Oscilações muito fortes nos preços e instabilidades nos prazos de entrega de mercadorias prejudicam operações internacionais da indústria - Por Leo Laps.
Porto de Singapura: fatores geopolíticos prejudicam comércio – Foto: Adobestock

Covid-19, mudanças climáticas, conflitos no Oriente Médio, greves na América do Norte. Trabalhar com o mercado de frete marítimo exige um olhar abrangente sobre geopolítica e tendências globais. Com características de commodity, sujeita de forma bastante sensível a nuances de oferta e demanda, o serviço que movimenta trilhões de dólares dentro de contêineres que correm o mundo e fazem a economia global girar tem passado por momentos desafiadores, principalmente desde a pandemia.

Os preços médios chegaram a US$ 10 mil por contêiner de 40 pés (TEUs) em 2021, ficaram entre US$ 1.500 e US$ 2 mil no ano passado, mas neste ano dispararam novamente, chegando perto de US$ 6 mil em agosto. As oscilações seguem ocorrendo graças a uma complexa série de fatores conjunturais, estruturais e econômicos, fazendo com que empresas exportadoras e importadoras tenham de gerenciar com cuidado as estratégias para manter a competitividade em um cenário tão dinâmico quanto incerto.

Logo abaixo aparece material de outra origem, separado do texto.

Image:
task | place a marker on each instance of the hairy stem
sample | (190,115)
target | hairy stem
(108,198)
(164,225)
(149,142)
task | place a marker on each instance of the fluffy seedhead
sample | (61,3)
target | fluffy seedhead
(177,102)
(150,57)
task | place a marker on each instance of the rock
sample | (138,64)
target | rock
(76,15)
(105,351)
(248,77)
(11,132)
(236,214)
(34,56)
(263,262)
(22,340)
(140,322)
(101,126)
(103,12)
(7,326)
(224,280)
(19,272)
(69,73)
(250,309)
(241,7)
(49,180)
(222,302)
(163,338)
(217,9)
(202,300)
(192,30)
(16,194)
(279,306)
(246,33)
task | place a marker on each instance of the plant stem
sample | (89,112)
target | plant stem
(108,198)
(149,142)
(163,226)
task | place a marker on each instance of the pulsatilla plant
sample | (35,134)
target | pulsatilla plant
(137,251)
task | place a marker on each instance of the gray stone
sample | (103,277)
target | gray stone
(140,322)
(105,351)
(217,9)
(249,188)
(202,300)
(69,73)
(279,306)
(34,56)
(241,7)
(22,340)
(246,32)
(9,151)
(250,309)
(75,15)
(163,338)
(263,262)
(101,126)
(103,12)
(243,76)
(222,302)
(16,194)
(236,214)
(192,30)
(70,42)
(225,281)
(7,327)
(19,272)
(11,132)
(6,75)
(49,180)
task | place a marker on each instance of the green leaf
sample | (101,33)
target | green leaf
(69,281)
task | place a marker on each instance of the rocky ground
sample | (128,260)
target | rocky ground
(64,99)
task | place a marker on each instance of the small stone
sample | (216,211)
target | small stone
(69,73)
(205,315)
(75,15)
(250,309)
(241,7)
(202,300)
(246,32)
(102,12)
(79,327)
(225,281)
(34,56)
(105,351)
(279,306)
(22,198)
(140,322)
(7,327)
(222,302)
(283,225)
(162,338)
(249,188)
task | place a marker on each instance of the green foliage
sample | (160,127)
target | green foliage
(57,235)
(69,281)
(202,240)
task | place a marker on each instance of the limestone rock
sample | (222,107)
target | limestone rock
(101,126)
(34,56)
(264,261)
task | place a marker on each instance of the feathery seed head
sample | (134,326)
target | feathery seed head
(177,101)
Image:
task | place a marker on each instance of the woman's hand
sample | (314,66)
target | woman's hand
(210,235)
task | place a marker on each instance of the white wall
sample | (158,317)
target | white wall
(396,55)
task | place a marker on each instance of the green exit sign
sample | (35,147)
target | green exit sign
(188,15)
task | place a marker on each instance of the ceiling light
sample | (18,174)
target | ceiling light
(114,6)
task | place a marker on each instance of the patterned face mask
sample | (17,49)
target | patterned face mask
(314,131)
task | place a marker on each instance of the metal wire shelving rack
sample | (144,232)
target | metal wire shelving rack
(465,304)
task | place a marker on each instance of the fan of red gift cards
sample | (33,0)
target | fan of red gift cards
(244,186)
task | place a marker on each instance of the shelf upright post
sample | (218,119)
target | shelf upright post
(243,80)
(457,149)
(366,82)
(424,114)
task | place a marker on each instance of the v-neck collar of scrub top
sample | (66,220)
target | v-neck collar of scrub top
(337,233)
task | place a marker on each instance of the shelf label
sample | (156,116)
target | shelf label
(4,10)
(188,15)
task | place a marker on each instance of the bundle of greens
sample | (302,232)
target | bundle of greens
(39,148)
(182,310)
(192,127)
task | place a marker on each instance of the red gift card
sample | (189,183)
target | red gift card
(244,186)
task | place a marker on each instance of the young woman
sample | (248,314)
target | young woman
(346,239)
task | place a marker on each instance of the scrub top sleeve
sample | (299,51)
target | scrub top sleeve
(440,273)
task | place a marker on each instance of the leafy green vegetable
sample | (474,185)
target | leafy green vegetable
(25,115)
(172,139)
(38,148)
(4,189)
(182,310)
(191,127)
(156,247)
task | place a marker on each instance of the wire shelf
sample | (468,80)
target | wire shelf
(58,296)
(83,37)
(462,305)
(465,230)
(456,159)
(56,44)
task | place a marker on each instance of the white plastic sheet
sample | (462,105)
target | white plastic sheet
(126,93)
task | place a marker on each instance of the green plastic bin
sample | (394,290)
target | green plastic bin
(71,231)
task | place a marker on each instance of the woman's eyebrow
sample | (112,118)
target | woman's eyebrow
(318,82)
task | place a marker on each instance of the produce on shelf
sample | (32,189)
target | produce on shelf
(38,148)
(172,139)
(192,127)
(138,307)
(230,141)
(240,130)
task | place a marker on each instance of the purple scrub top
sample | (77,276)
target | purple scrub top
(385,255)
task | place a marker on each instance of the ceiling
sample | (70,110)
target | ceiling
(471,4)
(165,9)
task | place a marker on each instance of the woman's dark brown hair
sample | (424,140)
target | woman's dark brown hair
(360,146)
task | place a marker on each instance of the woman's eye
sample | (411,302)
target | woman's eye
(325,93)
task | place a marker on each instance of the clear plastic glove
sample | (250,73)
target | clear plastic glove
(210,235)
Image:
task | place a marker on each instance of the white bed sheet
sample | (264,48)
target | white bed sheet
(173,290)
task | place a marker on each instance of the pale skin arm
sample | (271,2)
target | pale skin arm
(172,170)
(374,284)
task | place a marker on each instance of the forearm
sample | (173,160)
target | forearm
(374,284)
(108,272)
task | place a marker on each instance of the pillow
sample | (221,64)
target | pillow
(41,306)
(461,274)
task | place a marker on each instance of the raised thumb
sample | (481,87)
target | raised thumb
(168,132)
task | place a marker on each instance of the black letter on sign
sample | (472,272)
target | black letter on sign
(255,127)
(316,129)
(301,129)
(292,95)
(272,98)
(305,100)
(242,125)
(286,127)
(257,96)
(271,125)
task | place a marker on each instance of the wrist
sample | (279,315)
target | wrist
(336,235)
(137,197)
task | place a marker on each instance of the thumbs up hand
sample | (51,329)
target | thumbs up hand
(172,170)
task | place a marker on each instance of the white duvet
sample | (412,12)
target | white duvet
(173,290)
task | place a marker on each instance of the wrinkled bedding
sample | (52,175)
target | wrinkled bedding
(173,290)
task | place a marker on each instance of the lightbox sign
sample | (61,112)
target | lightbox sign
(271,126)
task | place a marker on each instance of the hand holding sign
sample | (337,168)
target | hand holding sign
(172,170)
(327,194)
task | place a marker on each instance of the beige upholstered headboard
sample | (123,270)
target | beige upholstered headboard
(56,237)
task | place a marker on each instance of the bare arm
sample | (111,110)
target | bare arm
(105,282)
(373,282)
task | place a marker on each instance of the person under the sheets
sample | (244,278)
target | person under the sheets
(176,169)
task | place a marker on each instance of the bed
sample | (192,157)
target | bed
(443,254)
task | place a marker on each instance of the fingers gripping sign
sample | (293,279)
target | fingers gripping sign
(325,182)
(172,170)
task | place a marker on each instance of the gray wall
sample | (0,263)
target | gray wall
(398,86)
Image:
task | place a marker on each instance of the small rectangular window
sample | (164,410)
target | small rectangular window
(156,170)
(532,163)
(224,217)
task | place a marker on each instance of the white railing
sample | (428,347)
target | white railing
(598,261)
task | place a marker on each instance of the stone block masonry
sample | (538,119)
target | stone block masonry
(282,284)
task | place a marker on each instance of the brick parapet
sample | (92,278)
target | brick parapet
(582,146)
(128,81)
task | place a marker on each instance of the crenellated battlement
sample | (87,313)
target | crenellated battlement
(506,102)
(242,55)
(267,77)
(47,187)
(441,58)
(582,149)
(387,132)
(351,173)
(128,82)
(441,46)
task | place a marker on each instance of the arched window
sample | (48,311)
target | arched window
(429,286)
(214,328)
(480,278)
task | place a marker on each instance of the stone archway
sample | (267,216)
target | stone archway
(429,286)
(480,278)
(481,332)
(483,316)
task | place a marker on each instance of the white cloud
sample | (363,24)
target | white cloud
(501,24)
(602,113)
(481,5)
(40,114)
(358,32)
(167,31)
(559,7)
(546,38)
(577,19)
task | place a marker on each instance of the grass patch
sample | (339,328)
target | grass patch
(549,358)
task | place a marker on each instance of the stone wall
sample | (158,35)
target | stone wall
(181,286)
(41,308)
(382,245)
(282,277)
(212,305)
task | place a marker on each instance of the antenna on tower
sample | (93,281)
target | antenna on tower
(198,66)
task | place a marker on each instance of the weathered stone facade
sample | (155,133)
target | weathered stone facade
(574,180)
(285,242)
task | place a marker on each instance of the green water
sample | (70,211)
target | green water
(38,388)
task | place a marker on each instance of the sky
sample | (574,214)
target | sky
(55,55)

Fretes marítimos são feitos por armadores, como são denominadas as empresas responsáveis pelo gerenciamento das operações de carga, traslado e descarga de navios em todo o mundo. MSC, Maersk, Cosco, Evergreen e Hapag-Lloyd são algumas das gigantes do ramo. As embarcações de cada uma dessas companhias fazem viagens que podem chegar a 45 dias de duração, em linhas que conectam portos entre todos os continentes. Para garantir um fluxo contínuo de envios para seus clientes, os navios precisam circular pelos oceanos como um carrossel, como explica Leandro Carelli Barreto, sócio-consultor da Solve Shipping, empresa de São Paulo que tem como objetivo traduzir a “cabeça dos armadores” para empresas que precisam dos serviços prestados por eles.

Barreto: novos navios baixaram frete, mas conflitos reverteram expectativa – Foto: Divulgação

“Um navio demora 91 dias para viajar de ida e volta da Ásia para o Brasil. Uma grande empresa exportadora não pode ficar esperando todo esse tempo para fazer novos envios. Então, um armador que opera essa linha precisa ter vários navios rodando pelos oceanos, garantindo a vazão das exportações”, explica o especialista. “É um negócio que impacta demais os resultados das empresas, embora muitos não percebam a necessidade de entender melhor como este setor opera”, salienta Barreto.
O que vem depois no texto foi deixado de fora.